Note
This page was generated from lightning_workflow.ipynb.
Note
If running outside of the Docker image, you may need to set some environment variables manually. You can do it like so:
import os
from subprocess import check_output
os.environ['GDAL_DATA'] = check_output('pip show rasterio | grep Location | awk \'{print $NF"/rasterio/gdal_data/"}\'', shell=True).decode().strip()

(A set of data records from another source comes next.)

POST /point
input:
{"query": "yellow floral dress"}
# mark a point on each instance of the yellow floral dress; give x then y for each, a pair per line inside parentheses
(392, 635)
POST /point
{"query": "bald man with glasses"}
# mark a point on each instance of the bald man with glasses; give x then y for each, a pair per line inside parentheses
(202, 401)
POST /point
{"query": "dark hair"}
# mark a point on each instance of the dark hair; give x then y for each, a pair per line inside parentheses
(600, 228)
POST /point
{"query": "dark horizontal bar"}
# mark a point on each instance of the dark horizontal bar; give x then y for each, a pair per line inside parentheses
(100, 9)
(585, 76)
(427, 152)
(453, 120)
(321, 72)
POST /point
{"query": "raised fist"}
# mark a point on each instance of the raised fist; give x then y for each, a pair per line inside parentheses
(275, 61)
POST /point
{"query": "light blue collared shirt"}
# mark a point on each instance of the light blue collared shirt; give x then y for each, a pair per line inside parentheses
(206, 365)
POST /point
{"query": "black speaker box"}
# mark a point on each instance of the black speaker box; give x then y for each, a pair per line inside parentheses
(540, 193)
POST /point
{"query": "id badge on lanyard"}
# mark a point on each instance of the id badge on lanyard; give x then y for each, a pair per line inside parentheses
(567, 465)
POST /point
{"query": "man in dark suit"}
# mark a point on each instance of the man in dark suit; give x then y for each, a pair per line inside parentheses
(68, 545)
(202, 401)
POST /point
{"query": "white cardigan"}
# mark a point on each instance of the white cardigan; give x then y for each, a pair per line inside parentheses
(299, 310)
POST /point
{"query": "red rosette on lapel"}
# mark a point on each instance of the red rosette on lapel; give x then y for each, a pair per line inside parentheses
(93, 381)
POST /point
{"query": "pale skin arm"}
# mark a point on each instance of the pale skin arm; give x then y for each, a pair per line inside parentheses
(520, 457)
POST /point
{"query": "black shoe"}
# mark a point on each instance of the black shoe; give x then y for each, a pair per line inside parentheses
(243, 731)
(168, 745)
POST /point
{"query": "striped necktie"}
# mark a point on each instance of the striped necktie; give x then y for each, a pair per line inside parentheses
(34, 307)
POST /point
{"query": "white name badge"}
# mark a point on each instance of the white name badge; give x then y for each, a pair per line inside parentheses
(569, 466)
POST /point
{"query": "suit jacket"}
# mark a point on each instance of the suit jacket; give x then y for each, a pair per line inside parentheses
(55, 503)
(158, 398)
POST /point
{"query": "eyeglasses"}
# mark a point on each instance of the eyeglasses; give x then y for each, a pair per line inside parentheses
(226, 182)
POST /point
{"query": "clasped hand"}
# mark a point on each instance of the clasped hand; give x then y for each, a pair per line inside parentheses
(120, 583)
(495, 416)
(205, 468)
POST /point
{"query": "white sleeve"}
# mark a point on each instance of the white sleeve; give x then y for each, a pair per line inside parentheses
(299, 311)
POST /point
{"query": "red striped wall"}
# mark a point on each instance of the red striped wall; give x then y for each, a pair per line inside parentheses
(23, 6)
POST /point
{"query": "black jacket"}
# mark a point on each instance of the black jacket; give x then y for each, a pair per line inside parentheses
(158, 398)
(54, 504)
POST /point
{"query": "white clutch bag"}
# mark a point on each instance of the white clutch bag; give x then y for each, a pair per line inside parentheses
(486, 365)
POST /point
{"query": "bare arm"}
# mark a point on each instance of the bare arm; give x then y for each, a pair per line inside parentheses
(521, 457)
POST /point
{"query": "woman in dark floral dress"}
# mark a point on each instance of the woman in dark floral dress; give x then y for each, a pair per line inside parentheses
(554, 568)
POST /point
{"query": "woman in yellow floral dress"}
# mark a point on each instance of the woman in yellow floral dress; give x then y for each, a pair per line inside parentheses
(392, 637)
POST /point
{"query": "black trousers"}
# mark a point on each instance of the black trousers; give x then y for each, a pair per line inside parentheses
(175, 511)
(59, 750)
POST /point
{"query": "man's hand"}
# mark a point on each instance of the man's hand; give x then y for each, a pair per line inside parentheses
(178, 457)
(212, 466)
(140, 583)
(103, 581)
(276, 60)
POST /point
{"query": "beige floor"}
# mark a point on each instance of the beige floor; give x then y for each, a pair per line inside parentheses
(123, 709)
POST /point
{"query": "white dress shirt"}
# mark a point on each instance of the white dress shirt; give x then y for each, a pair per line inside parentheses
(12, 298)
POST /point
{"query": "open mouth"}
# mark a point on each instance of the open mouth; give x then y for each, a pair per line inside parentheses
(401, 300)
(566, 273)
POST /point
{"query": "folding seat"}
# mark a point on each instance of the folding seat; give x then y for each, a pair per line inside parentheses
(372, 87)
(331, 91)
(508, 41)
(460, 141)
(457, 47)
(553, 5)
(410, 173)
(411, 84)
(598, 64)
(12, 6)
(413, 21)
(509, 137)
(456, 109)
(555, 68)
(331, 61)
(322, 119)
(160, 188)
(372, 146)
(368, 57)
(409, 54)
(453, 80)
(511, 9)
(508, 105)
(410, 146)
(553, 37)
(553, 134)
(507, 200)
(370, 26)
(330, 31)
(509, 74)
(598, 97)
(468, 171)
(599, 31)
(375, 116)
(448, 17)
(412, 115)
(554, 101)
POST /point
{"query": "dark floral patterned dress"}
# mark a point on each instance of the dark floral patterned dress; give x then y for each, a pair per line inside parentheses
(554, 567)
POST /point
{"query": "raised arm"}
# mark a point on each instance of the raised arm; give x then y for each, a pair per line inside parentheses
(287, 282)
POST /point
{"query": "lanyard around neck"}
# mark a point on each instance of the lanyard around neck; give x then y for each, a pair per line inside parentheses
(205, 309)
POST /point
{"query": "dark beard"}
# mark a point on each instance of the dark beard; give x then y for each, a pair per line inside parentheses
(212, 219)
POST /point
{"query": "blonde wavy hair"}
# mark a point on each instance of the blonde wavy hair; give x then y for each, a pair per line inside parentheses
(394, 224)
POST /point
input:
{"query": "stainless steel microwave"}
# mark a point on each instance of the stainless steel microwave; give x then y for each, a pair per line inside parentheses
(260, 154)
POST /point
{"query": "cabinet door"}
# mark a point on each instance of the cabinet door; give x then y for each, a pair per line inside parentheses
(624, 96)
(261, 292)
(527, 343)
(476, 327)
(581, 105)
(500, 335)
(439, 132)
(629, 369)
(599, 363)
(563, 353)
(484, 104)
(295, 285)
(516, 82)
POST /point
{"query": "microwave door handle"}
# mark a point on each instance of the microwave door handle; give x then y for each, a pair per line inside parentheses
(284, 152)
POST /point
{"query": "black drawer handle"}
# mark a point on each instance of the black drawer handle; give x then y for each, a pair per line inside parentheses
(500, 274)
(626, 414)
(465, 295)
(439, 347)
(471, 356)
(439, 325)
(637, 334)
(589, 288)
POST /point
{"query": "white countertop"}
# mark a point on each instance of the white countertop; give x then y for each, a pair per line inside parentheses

We will be accessing files on S3 in this notebook. Since those files are public, we set the AWS_NO_SIGN_REQUEST
to tell rasterio
to skip the sign-in.
[1]:
%env AWS_NO_SIGN_REQUEST=YES
env: AWS_NO_SIGN_REQUEST=YES
Using Raster Vision with Lightning#
Lightning (formerly known as PyTorch Lightning) is a high-level library for training PyTorch models. In this tutorial, we demonstrate a complete workflow for doing semantic segmentation on SpaceNet Vegas using a combination of Raster Vision and Lightning. We use Raster Vision for reading data, Lightning for training a model, and then Raster Vision again for making predictions and evaluations on whole scenes.

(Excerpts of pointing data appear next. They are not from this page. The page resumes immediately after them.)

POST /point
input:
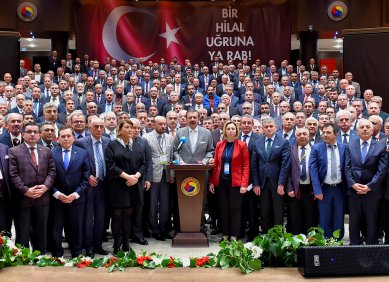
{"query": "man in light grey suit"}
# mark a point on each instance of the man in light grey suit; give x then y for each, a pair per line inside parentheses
(162, 154)
(198, 148)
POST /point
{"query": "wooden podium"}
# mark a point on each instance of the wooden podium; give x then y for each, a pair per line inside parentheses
(191, 187)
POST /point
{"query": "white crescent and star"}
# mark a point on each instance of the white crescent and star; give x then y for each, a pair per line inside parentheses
(110, 39)
(170, 35)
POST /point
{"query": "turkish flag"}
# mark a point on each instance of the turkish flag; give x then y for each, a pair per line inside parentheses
(193, 30)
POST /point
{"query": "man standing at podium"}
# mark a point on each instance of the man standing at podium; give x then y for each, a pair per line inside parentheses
(198, 148)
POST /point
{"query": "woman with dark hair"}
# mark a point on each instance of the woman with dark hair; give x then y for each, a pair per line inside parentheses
(231, 176)
(125, 166)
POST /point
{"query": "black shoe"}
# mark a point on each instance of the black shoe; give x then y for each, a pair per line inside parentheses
(100, 251)
(167, 236)
(89, 253)
(159, 237)
(140, 241)
(146, 234)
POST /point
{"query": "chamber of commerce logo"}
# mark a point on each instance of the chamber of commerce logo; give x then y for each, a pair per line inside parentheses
(337, 11)
(27, 11)
(190, 186)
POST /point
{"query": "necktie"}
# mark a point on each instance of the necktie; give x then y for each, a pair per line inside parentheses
(16, 141)
(303, 175)
(364, 151)
(268, 147)
(345, 138)
(333, 162)
(245, 137)
(66, 159)
(36, 107)
(33, 156)
(99, 160)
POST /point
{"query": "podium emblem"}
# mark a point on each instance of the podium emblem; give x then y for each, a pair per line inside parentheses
(190, 186)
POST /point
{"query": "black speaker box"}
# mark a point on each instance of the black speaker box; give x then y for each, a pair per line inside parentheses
(344, 260)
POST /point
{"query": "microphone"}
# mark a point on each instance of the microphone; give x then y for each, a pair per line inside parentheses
(182, 142)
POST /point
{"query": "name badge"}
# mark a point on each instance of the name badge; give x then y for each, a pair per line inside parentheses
(227, 169)
(163, 159)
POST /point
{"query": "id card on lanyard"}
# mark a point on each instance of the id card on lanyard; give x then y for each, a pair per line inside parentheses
(226, 165)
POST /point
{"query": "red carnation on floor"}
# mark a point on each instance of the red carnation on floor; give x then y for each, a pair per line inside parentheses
(141, 260)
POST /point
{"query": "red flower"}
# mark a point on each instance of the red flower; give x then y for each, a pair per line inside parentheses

Raster Vision has easy-to-use, built-in model training functionality implemented by the Learner
class which is shown in the “Training a model” tutorial. However, some users may prefer to use Lightning for training models, either because they already know how to use it, and like it, or because they desire more flexibility than the Learner
class offers. This notebook shows how these libraries can be used together, but does not attempt to use either library in a
particularly sophisticated manner.
First, we need to install pytorch-lightning
since it is not a dependency of Raster Vision.
[ ]:
%pip install -q pytorch-lightning==2.*
Define training and validation datasets#
We use Raster Vision to create training and validation Dataset
objects. To keep things simple, we use a single scene for training and the same for validation. In a real workflow we would use many more scenes.
[3]:
import albumentations as A
from rastervision.pytorch_learner import (
SemanticSegmentationRandomWindowGeoDataset,
SemanticSegmentationSlidingWindowGeoDataset,
SemanticSegmentationVisualizer)
from rastervision.core.data import ClassConfig, StatsTransformer
[4]:
scene_id = 5631
train_image_uri = f's3://spacenet-dataset/spacenet/SN2_buildings/train/AOI_2_Vegas/PS-RGB/SN2_buildings_train_AOI_2_Vegas_PS-RGB_img{scene_id}.tif'
train_label_uri = f's3://spacenet-dataset/spacenet/SN2_buildings/train/AOI_2_Vegas/geojson_buildings/SN2_buildings_train_AOI_2_Vegas_geojson_buildings_img{scene_id}.geojson'
class_config = ClassConfig(
names=['building', 'background'],
colors=['orange', 'black'],
null_class='background')
data_augmentation_transform = A.Compose([
A.Flip(),
A.ShiftScaleRotate(),
A.RGBShift()
])
train_ds = SemanticSegmentationRandomWindowGeoDataset.from_uris(
class_config=class_config,
image_uri=train_image_uri,
label_vector_uri=train_label_uri,
label_vector_default_class_id=class_config.get_class_id('building'),
size_lims=(200, 250),
out_size=325,
max_windows=10,
transform=data_augmentation_transform,
padding=50,
image_raster_source_kw=dict(raster_transformers=[
StatsTransformer(means=[562.7, 716.6, 517.1], stds=[341.1, 341.5, 197.5])
])
)
2024-08-07 14:05:36:rastervision.pipeline.file_system.utils: INFO - Using cached file /opt/data/tmp/cache/s3/spacenet-dataset/spacenet/SN2_buildings/train/AOI_2_Vegas/PS-RGB/SN2_buildings_train_AOI_2_Vegas_PS-RGB_img5631.tif.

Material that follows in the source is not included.